2024/01/24
 
24 Jan, 2024 | 3 min read

Unleash the Power of AI: Develop a Question Answering Service with OpenAI and Ballerina

  • Jayani Hewavitharana
  • Job Title - WSO2

This article is based on Ballerina Swan Lake Update 4 (2201.4.0).

Introduction

The new wave of large language models (LLMs) has gained immense popularity worldwide. Many people have been exploring various use cases around the powerful LLMs, with question answering based on document data being a particularly interesting scenario.

Typically, when we need answers in a specific area, finding exactly what we’re looking for can be a challenge. It takes time to skim through all the information, and we may still end up empty-handed. This is where LLMs come in handy! They can answer all kinds of questions in real-time, along with explanations and sources if we need them. However, there’s a catch: LLMs do not have the latest information on recent developments in various domains. They are also known to generate plausible but false responses, also known as “hallucinations”. As a result, if the questions asked are highly specific to a relatively new field, the LLM may generate inaccurate responses based on related but outdated or incorrect information used during its training.

There are ways to improve LLMs and make them more suitable for what we want to achieve. One such approach is fine-tuning, where we use a dataset that exhibits the outcomes we expect to tune the model to behave similarly and give similar outcomes. Unfortunately, this approach is not very useful for our problem with the question answering scenario because fine-tuning helps the model to remember patterns, but not gain knowledge.

Prompt engineering offers a more promising solution by leveraging LLMs ability for in-context learning. In-context learning is the LLMs ability to learn from the information given in the prompt itself; may it be instructions, examples, or even knowledge. Therefore, we can provide relevant knowledge to the model in the prompt along with the question and it will give us an accurate answer. However, this doesn’t mean we’re back to searching for relevant content on our own. This is where embeddings come into play.
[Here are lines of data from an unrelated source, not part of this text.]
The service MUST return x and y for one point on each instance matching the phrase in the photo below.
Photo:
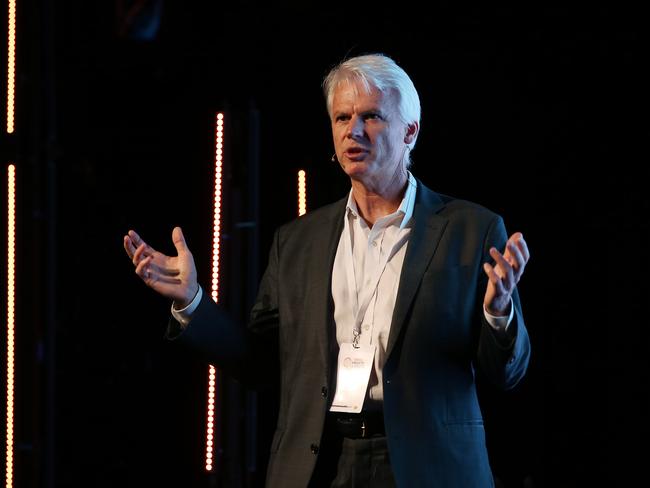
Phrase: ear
(411, 131)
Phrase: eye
(372, 116)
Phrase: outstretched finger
(151, 275)
(163, 270)
(179, 240)
(523, 247)
(129, 247)
(495, 279)
(516, 258)
(140, 253)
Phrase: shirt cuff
(184, 315)
(499, 323)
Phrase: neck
(376, 200)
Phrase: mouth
(355, 153)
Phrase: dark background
(537, 112)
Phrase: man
(373, 312)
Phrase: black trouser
(345, 462)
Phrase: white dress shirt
(365, 279)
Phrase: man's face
(369, 137)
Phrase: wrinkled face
(369, 137)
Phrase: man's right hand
(172, 276)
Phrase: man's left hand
(504, 275)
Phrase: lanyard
(361, 298)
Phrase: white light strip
(11, 65)
(11, 297)
(216, 248)
(302, 193)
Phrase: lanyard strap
(361, 298)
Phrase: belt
(358, 425)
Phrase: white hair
(380, 72)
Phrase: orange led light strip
(302, 193)
(11, 65)
(11, 295)
(216, 234)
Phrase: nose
(356, 127)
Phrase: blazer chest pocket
(277, 439)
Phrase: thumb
(179, 240)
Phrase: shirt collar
(405, 208)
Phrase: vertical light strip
(302, 193)
(11, 65)
(11, 295)
(216, 248)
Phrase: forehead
(348, 94)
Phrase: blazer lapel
(325, 244)
(427, 230)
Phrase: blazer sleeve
(504, 363)
(248, 353)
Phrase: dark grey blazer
(438, 338)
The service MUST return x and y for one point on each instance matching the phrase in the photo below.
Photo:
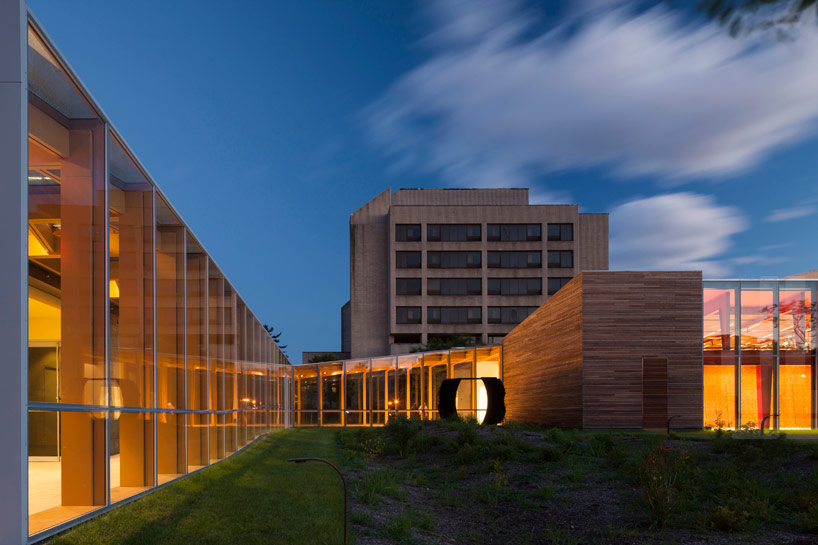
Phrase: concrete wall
(13, 271)
(369, 277)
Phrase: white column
(13, 265)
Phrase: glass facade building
(143, 362)
(366, 392)
(759, 349)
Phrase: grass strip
(252, 497)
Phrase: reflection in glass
(719, 318)
(719, 398)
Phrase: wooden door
(654, 393)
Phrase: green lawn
(253, 497)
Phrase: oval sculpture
(495, 394)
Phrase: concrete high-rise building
(428, 263)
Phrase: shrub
(725, 519)
(659, 474)
(808, 520)
(403, 432)
(550, 454)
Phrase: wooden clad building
(612, 349)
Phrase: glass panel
(757, 308)
(131, 450)
(462, 367)
(197, 394)
(71, 484)
(757, 374)
(230, 394)
(306, 392)
(795, 378)
(215, 360)
(170, 342)
(356, 388)
(410, 380)
(488, 364)
(436, 365)
(331, 385)
(797, 318)
(719, 392)
(67, 297)
(382, 400)
(720, 319)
Embeddings are numerical representations of text that allow the comparison of the similarity between two texts. It helps with providing relevant information to the model for question answering by comparing the embedding of a question with the embeddings of documents we have. We can identify the most similar ones and add them to the prompt for the model to use. This comparison can be done programmatically on our own or we can use vector databases such as Pinecone and Weaviate, which handles this job for us and return similar content. We simply have to add this content to the prompt and send it to the LLM.

While there are many articles and tutorials that discuss LLM-based implementations for question answering using languages such as Python, this article aims to showcase the simplicity of building AI use cases with Ballerina. With its newly introduced support for AI, Ballerina, a language specialized for integration, is the ideal choice for implementing such use cases that require communicating with multiple APIs. Ballerina can help in connecting with hundreds of public APIs easily with its in-built connectors, which can greatly benefit when building end-to-end interactions.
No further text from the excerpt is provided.